25 Firavun Musa'yla Harun'u çağırtıp, “Gidin, bu ülkede Tanrınız'a kurban kesin” dedi.
Nu riep Farao Moses en Aäron en zeide: Gaat heen, en brengt uw God een offer hier in het land.
26 Musa, “Bu doğru olmaz” diye karşılık verdi, “Çünkü Mısırlılar Tanrımız RAB'be kurban kesmeyi iğrenç sayıyorlar. İğrenç saydıkları bu şeyi gözlerinin önünde yaparsak bizi taşlamazlar mı?
Maar Moses antwoordde: Dat kunnen we onmogelijk! Want wat wij aan Jahweh, onzen God, als offer brengen, is een gruwel in de ogen der Egyptenaren. Wanneer we dus een offer brengen, dat een gruwel is in de ogen der Egyptenaren, zouden ze ons dan niet stenigen?
27 Tanrımız RAB'be kurban kesmek için, bize buyurduğu gibi üç gün çölde yol almalıyız.”
We moeten drie dagreizen ver de woestijn in, om Jahweh, onzen God, een offer te brengen, zoals Hij ons heeft bevolen.

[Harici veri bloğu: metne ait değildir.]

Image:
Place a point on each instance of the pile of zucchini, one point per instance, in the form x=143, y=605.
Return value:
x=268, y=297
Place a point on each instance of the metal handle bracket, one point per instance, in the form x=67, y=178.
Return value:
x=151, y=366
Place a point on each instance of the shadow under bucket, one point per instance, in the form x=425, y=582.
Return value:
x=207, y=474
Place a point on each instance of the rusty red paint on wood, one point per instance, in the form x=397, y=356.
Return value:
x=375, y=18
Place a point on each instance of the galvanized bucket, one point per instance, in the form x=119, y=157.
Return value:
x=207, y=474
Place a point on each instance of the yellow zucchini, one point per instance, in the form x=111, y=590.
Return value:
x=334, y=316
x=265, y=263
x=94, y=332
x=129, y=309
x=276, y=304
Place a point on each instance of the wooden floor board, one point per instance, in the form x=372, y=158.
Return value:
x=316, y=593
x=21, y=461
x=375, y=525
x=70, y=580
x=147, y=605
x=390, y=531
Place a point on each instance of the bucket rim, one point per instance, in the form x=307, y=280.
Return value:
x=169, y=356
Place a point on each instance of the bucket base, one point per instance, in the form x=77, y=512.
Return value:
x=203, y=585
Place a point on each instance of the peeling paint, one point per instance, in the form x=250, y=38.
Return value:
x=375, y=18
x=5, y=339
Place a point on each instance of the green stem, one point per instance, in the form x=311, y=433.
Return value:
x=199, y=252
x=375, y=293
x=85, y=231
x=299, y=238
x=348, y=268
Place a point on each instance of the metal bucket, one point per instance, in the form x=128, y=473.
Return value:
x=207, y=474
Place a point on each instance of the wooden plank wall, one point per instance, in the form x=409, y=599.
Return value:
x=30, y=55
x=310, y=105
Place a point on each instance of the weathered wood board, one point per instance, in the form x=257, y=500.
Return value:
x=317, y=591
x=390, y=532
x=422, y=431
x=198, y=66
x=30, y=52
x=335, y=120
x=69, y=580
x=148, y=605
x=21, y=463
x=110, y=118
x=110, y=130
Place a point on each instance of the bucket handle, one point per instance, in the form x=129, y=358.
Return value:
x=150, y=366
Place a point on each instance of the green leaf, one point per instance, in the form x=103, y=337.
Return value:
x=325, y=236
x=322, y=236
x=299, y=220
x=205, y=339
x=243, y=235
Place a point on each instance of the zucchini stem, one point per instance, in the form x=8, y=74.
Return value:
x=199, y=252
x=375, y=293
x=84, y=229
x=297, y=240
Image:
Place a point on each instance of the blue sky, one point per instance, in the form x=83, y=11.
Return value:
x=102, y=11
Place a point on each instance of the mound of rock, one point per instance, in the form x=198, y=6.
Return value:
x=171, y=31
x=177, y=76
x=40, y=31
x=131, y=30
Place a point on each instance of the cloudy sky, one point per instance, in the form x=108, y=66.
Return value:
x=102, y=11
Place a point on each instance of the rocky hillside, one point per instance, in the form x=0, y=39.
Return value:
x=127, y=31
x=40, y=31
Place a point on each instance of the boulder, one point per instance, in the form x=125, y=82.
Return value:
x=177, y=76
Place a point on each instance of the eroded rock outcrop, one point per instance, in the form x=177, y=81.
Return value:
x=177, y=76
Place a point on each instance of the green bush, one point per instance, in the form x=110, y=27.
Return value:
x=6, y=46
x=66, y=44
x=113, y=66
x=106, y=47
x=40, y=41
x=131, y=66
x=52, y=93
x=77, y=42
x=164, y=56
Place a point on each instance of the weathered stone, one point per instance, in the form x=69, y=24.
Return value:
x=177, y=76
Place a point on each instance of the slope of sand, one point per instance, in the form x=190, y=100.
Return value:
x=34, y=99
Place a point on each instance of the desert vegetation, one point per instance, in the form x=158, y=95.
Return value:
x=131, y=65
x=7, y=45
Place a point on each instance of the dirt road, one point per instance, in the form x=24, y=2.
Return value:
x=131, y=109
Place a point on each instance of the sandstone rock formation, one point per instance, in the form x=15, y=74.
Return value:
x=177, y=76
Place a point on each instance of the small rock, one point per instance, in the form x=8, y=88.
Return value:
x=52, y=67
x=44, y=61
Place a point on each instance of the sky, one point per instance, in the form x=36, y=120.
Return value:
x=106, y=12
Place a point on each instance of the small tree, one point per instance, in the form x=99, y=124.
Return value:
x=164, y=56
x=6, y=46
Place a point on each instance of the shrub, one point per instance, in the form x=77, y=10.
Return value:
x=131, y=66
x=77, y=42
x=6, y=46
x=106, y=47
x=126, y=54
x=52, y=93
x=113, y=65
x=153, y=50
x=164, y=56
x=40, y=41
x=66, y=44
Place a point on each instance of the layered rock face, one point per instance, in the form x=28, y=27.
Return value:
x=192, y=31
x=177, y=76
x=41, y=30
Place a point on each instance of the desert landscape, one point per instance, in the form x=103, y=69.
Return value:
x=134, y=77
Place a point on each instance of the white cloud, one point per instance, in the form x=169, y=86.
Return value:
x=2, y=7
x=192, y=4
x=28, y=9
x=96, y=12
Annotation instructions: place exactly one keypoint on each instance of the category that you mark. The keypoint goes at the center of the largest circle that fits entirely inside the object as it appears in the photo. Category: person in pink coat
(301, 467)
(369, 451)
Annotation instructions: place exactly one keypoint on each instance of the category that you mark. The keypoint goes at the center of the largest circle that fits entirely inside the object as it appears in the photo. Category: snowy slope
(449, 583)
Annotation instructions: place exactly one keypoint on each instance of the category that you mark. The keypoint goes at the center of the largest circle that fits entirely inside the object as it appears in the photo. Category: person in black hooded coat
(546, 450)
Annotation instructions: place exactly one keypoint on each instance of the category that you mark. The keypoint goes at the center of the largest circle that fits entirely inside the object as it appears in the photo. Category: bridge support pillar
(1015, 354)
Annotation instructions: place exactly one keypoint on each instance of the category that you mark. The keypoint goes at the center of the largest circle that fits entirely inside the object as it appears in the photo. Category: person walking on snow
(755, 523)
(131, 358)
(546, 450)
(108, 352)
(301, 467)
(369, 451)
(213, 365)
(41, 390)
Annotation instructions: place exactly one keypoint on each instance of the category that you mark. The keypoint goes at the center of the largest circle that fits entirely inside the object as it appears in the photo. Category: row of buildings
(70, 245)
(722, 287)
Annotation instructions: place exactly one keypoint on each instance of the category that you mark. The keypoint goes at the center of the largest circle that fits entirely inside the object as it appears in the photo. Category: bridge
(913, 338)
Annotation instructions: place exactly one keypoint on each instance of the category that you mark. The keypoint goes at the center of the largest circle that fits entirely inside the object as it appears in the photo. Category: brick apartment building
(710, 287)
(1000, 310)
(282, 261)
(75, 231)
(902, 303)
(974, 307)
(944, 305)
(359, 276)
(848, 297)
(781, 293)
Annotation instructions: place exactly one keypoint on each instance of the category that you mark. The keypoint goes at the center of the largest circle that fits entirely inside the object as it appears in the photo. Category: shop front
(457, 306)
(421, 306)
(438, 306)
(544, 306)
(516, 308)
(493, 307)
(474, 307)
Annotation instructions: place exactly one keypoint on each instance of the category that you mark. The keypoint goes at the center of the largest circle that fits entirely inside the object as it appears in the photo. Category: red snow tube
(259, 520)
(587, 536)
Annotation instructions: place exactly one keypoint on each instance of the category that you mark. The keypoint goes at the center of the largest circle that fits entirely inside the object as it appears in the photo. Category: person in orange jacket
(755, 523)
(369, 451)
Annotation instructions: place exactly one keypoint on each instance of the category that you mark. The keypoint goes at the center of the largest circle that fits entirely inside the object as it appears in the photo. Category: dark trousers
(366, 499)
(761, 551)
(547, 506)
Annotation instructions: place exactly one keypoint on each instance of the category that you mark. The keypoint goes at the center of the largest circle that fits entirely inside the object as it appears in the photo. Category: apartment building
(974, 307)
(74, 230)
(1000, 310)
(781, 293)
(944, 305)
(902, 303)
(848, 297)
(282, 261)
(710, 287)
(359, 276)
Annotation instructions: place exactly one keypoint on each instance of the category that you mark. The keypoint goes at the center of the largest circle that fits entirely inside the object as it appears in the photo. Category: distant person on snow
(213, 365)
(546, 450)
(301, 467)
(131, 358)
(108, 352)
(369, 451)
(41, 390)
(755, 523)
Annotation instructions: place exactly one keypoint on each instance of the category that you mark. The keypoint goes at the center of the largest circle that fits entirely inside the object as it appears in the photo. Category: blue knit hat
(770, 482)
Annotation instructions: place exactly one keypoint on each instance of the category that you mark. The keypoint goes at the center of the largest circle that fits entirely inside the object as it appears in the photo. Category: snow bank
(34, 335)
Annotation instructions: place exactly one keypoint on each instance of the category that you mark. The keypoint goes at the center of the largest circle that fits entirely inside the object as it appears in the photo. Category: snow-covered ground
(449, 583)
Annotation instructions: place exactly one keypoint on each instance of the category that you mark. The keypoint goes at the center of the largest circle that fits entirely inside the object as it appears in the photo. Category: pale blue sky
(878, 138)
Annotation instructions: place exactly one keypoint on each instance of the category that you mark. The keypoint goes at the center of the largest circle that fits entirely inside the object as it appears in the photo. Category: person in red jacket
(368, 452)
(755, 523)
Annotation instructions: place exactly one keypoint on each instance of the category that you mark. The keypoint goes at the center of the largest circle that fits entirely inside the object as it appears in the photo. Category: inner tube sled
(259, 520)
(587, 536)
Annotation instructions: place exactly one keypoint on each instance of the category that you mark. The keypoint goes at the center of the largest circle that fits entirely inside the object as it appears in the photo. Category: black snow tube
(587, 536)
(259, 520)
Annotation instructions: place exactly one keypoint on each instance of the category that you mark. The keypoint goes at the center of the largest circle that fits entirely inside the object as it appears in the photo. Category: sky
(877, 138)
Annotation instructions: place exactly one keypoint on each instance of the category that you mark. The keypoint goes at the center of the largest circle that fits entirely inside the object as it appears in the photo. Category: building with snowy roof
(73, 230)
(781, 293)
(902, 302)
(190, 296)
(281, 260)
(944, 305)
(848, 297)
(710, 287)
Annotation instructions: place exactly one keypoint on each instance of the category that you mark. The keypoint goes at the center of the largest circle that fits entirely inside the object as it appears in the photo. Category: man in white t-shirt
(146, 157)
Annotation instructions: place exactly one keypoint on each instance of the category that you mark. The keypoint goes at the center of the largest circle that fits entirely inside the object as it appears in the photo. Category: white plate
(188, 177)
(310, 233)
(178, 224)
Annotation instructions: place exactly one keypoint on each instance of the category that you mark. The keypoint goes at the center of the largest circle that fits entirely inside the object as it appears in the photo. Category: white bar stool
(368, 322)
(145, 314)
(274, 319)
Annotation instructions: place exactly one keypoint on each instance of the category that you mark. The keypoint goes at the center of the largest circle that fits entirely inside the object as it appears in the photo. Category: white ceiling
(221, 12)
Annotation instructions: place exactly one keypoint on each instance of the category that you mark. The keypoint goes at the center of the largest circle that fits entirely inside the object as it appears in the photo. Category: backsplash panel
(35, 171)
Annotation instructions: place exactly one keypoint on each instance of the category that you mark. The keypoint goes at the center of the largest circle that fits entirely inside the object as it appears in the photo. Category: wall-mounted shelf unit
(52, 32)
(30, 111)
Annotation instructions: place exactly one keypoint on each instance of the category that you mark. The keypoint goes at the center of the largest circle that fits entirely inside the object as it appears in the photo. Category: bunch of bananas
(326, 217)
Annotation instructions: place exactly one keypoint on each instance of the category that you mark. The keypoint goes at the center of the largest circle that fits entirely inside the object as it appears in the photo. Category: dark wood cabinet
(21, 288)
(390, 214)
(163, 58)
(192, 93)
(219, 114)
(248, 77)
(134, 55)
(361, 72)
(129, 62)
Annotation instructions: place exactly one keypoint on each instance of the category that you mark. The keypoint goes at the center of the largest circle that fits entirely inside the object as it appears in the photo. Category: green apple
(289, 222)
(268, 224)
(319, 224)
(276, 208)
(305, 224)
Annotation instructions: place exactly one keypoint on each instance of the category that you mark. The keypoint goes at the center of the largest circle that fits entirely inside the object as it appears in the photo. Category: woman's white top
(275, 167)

28 Firavun, “Çölde Tanrınız RAB'be kurban kesmeniz için sizi salıveriyorum” dedi, “Yalnız çok uzağa gitmeyeceksiniz. Şimdi benim için dua edin.”
Toen zeide Farao: Ik zal u laten vertrekken, om Jahweh, uw God, in de woestijn een offer te brengen; maar ge moogt u niet te ver verwijderen. Bidt dus voor mij.
29 Musa, “Yarın at sineklerini firavunun, görevlilerinin, halkının üzerinden uzaklaştırsın diye, yanından ayrılır ayrılmaz RAB'be dua edeceğim” dedi, “Yalnız firavun RAB'be kurban kesmek için halkın gitmesini önleyerek bizi yine aldatmamalı.”
Moses antwoordde: Zie, ik ga van u weg, en zal bidden tot Jahweh; morgen zullen Farao, zijn hof en zijn volk van de horzels zijn verlost. Maar laat Farao niet opnieuw ons bedriegen, door het volk toch niet te laten gaan, om Jahweh offers te brengen.
30 Musa firavunun yanından çıkıp RAB'be dua etti.
Moses ging dus van Farao heen, en bad Jahweh voor hem.
31 RAB Musa'nın isteğini yerine getirdi; firavunun, görevlilerinin, halkının üzerinden at sineklerini uzaklaştırdı. Tek sinek kalmadı.
En Jahweh verhoorde het gebed van Moses: Farao, zijn hof en zijn volk werden van de horzels verlost; geen een bleef er over.
32 Öyleyken, firavun bir kez daha inatçılık etti ve halkı salıvermedi.
Maar Farao bleef ook nu nog hardnekkig, en liet het volk niet vertrekken.